La part du travail manuel, même si elle peut relever d’un choix esthétique ou éthique, est également fortement assujettie à un contexte économique personnel, puis global. En effet, un artiste disposant de capitaux au début de sa carrière pourra travailler avec des matériaux plus précieux, des outils plus récents, sur des échelles plus importantes. Un artiste aisé travaillant dans un pays où la main d’œuvre est bon marché a de plus grandes facilités pour organiser sa propre structure de production avec une équipe d’assistants. Sans faire dans le déterminisme radical, il m’apparaît fondamentalement que le type de lieu de vie impacte la pratique. Pour ma part, j’ai quitté la ville pour retrouver un mode de vie proche des réalités naturelles, qui contiennent les thèmes que je privilégie et dont je ne pouvais rendre compte par une pratique de studio que j’aurais menée en milieu urbain. Il y aussi une logique économique de développement qui m’a éloignée de l’acte de fabrication en me déplaçant progressivement vers des activités de gestion et d’organisation. J’en viens à penser que la proportion de travail manuel fonctionne comme un marqueur économique : l’artiste sans moyens est obligé de travailler de ses propres mains, l’artiste plus aisé peut faire travailler d’autres mains que les siennes, l’artiste très aisé disposant ainsi de nombreuses mains dans des domaines variés qui ne sont pas seulement ceux de la fabrication.

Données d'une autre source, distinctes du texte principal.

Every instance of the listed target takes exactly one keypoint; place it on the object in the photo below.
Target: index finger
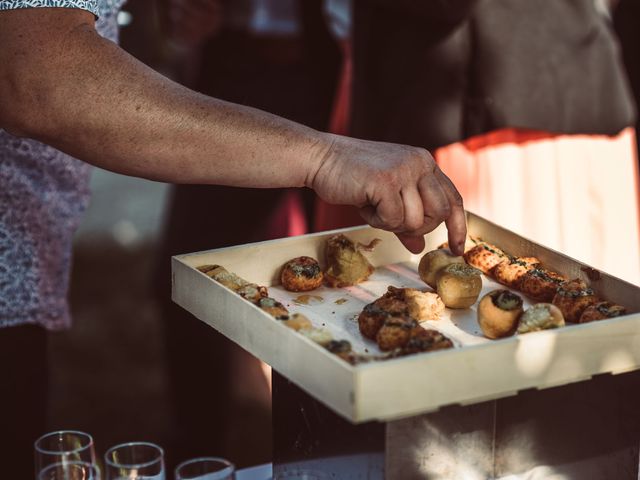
(457, 221)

Le propos pourrait être nuancé considérablement. Des artistes installés dans de confortables positions font aussi le choix d’un investissement de leurs mains dans toutes les phases du processus créateur ; cet investissement, coûteux en temps, en instruments, etc., est également parfois un luxe. Il y a ainsi des artistes qui font tout eux-mêmes par manque de moyens ; d’autre qui font tout eux-mêmes parce qu’ils peuvent se le permettre. Tel est peut-être, avant le « paradigme » décrit par Nathalie Heinich (2014), le paradoxe de l’art contemporain.

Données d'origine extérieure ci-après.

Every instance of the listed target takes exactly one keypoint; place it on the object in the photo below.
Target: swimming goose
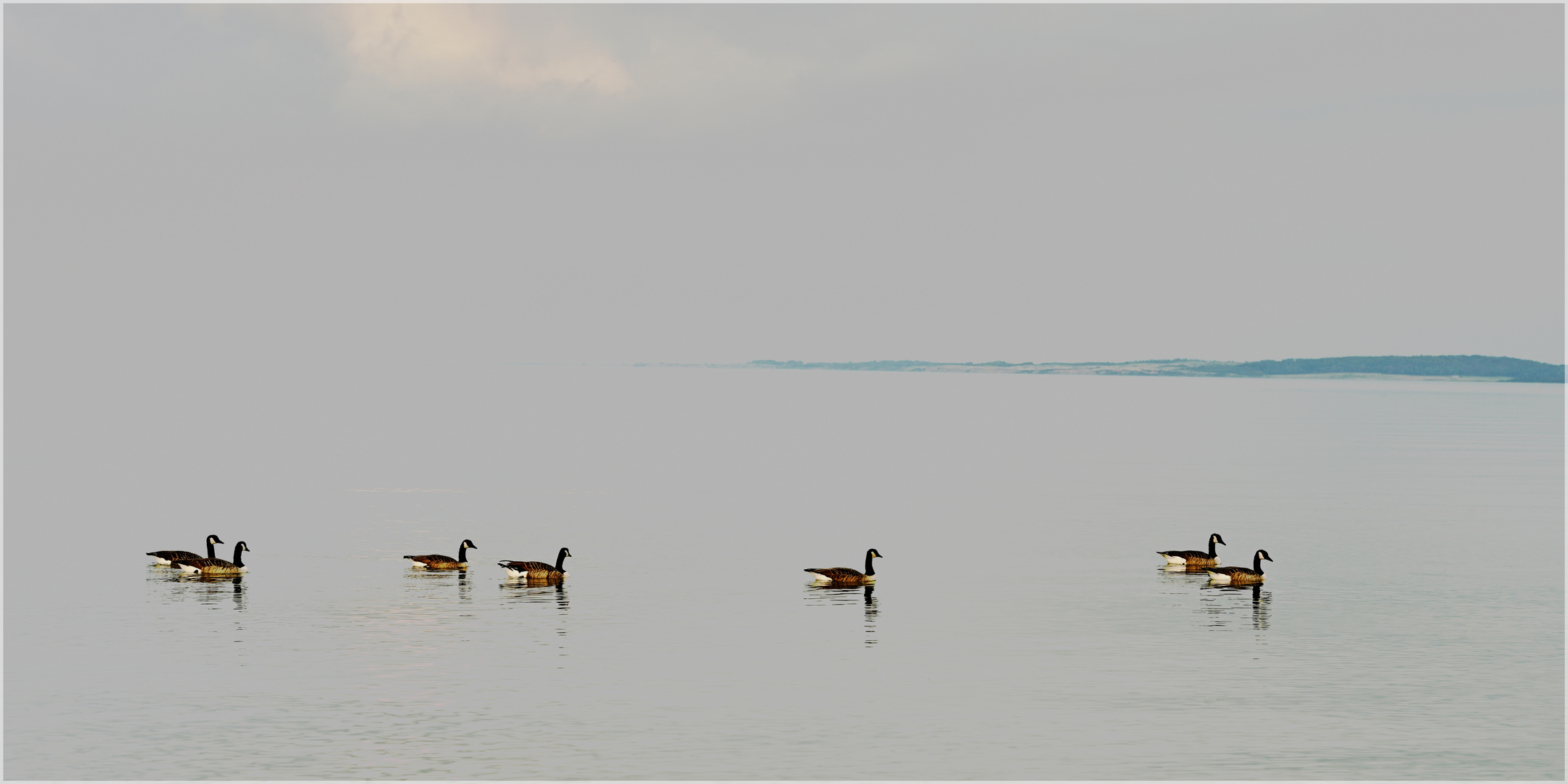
(443, 562)
(844, 574)
(167, 557)
(1241, 574)
(538, 570)
(1196, 557)
(216, 565)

Une tension se dessinait ainsi, qui complexifiait quelque peu le « paradigme de l’art contemporain » en question. Le basculement que N. Heinich note concernant l’implication physique de l’artiste du moment de la fabrication de l’œuvre vers celui de sa mise en circulation (2014 : 162-163) apparaît trop massif, quoiqu’efficace dans les grandes lignes qu’il dégage, pour rendre compte des pratiques d’un grand nombre d’acteurs qui se reconnaissent, même s’ils la jugent insuffisamment dégrossie, dans la catégorie « art contemporain ». Deux aspects méritent en effet d’être soulignés. D’une part, la pratique des performances et des happenings, que N. Heinich n’ignore pas et en quoi elle repère justement un processus d’« éphémérisation » des œuvres (2014 : 98), brouille considérablement le partage entre fabrication et circulation. De ce fait, l’implication physique de l’artiste dans le processus de création de l’œuvre, qui recouvre indissociablement sa fabrication, son exposition et sa circulation, demeure importante. Elle fait l’objet d’ailleurs chez certains d’une réflexion spécifique. Ainsi, l’artiste australien Stelarc explore les limites et les insuffisances du corps humain au travers de performances qui mettent en scène un corps augmenté d’un troisième bras ou d’une troisième oreille, ou encore suspendu au-dessus d’une main gigantesque [3].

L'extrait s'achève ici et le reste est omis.